Some people think the iPhone is struggling in Japan. I never thought it would take off in epic proportions like the US because even Japanese kids have cell phones that classify as smart phones by global standards and it’s been like this for close to a decade. The things missing from the iPhone are not only TV reception (yes, this is a standard feature) or electronic wallets (as in real money charged and yet another standard feature), you can’t browse the majority of “keitai” or cell phone only websites in Japan with an iPhone because Mobile Safari gets treated like a PC and rightly so because it is. Although the iPhone did add emoji/emoticon support there is still no intra-carrier compatibility so the support is limited.
For a really good analysis you can read Nobi Hayashi’s excellent summary of the situation:
nobilog returns: My view of how iPhone is doing in Japan by Nobi (Nobuyuki Hayashi)
Although Apple nor Softbank releases the real number of shipment, today, it is strongly believed that they have shipped more than 300,000 and possibly near 400,000 units in Japan.
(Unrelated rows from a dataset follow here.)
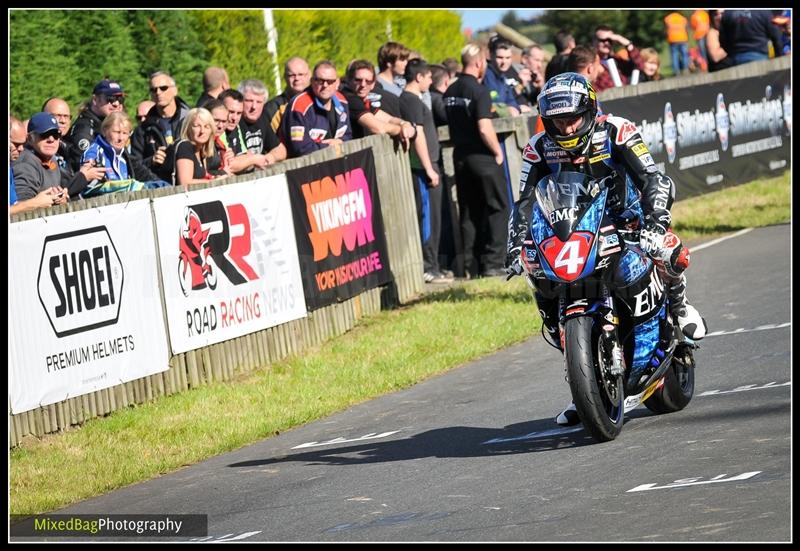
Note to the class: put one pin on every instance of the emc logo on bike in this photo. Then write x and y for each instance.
(80, 281)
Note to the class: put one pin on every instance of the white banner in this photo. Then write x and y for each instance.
(85, 309)
(229, 262)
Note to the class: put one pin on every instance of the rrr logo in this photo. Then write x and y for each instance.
(214, 238)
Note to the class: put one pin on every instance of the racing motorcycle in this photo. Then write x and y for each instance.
(621, 347)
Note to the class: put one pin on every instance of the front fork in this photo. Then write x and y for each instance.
(604, 312)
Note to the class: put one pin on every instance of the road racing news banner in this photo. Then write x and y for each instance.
(108, 526)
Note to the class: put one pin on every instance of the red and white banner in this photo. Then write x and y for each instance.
(229, 262)
(84, 305)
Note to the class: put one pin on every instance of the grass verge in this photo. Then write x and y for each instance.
(389, 351)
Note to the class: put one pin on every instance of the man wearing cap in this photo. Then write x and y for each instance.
(107, 97)
(36, 170)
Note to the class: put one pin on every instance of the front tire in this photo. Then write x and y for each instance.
(678, 388)
(598, 397)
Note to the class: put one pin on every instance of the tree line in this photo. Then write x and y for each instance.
(65, 53)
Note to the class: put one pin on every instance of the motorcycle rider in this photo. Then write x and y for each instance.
(577, 138)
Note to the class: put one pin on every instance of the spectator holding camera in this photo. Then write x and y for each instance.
(108, 96)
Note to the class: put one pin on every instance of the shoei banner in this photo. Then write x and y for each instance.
(713, 135)
(228, 262)
(339, 228)
(85, 309)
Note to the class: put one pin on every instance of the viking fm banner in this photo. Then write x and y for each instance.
(339, 228)
(228, 261)
(714, 135)
(84, 304)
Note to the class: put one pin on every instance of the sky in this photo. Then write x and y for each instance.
(478, 19)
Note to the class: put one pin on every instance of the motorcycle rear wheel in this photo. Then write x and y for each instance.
(600, 405)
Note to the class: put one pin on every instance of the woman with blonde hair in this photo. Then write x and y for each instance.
(109, 151)
(195, 149)
(651, 69)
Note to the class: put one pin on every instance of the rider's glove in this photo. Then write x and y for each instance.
(514, 262)
(651, 236)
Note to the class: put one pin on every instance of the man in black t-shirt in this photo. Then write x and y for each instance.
(367, 117)
(259, 138)
(424, 166)
(483, 193)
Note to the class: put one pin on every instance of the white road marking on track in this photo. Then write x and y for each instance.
(721, 239)
(743, 388)
(534, 435)
(743, 330)
(340, 440)
(693, 482)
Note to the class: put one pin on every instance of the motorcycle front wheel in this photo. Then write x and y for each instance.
(598, 396)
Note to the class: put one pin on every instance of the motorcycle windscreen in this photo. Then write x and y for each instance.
(563, 198)
(563, 201)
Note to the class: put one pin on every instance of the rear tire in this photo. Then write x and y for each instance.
(678, 388)
(600, 406)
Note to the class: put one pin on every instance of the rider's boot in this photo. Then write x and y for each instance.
(692, 324)
(569, 416)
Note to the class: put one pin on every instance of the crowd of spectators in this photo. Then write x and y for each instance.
(54, 158)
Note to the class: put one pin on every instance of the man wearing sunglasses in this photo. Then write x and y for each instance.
(319, 117)
(108, 96)
(366, 116)
(36, 169)
(604, 40)
(297, 75)
(161, 127)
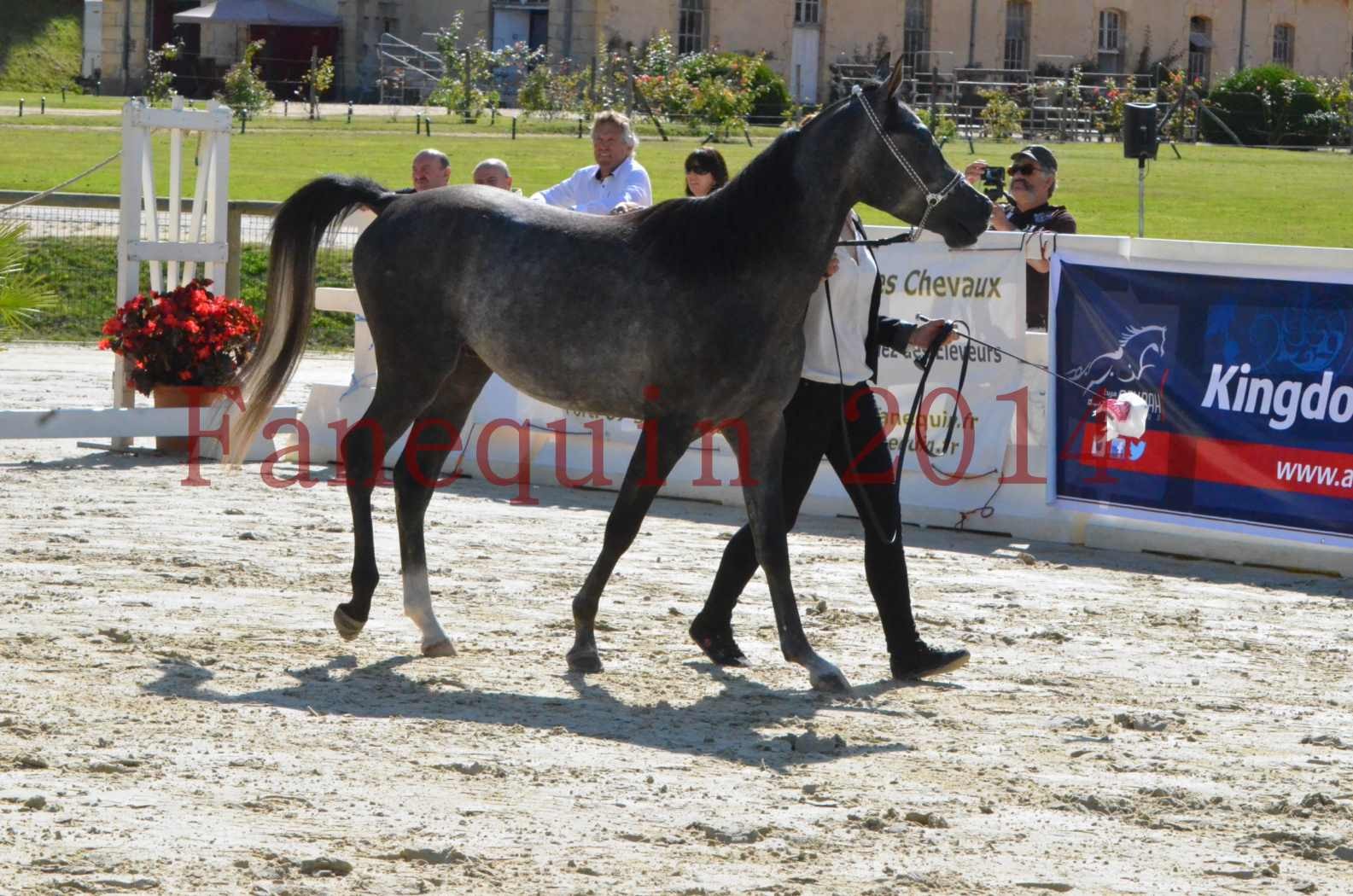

Interestingly, despite the negative press, Sankei Shimbun did release one of the most successful iPhone app in Japan after that article in which you can read the full Sankei Shimbun newspaper.
Also on January 11th, 2009 they looked back how iPhone did in the first six month and seem to have concluded it wasn’t that bad after all; I was in San Francisco that day and didn’t get to read the article but I was interviewed for the article.
Now let’s talk if 400,000 (or 300,000) is a strong or weak number.
I think this is not at all a weak number especially if you are talking about 2008.
In December 2007, accumulated number of cellphones in Japan surpassed 100,000,000. Today, more than 90% of Japanese adults have one or more cell phones. And some analyst have started warning the slow down of mobile phone sales in Japan.
Quite simply the iPhone isn’t a keitai (Japanese for cell phone) just as Japanese baseball isn’t baseball. The rules are the same and so are the origins but there’s a fundamental difference in the context. Despite my misgivings about the iPhone performing well in Japan, I was definitely waiting in line early morning the day it went on sale to Japan. I ditched my cell carrier of close to a decade to make the transition and I’ve never looked back. It was one of the best decisions I made. I remember waiting in the long line at the electronic store that sold the iphones. People were lined up in a long winding queue. Most of the people and by that I mean 95% at least, were men in their 30s or above. There was excitement in the air and the place was bustling with enthusiasm and strangers talking to each other. Then the storm passed just as quick as it came. It only took a couple months for the iPhones to get fully stocked despite coming to the Japanese market 1 year late and building all that anticipation. People with enough money simply used the iPhone as a PDA with phone capabilities and hung on to their old cell phones for all the important stuff.
However, I always felt that the iPhone would do well for the enterprise market and the older crowd (kind of ironic considering how hip the iPhone is considered everywhere else). It’s really not a matter of technology or aesthetics when it comes to the iPhone’s lack of true popularity in Japan. It’s more the role of keitais as social appliances in Japan. Younger Japanese mostly use their keitai for social networking sites as well as a large portion of internet usage. In fact, there are many young girls who don’t have a home PC or even an internet connection because their keitai suffices for most things.
For business people, stuff like emoji and not being able to access social networking site is not an issue. Not having an electronic wallet or TV aren’t really deal breakers either. Being able to check your email on the go, browse the internet, even read documents like word, excel, and pdfs while out and about are major pluses. Organizations that adopt the iPhone can even develop their own custom applications to sweeten the deal even more.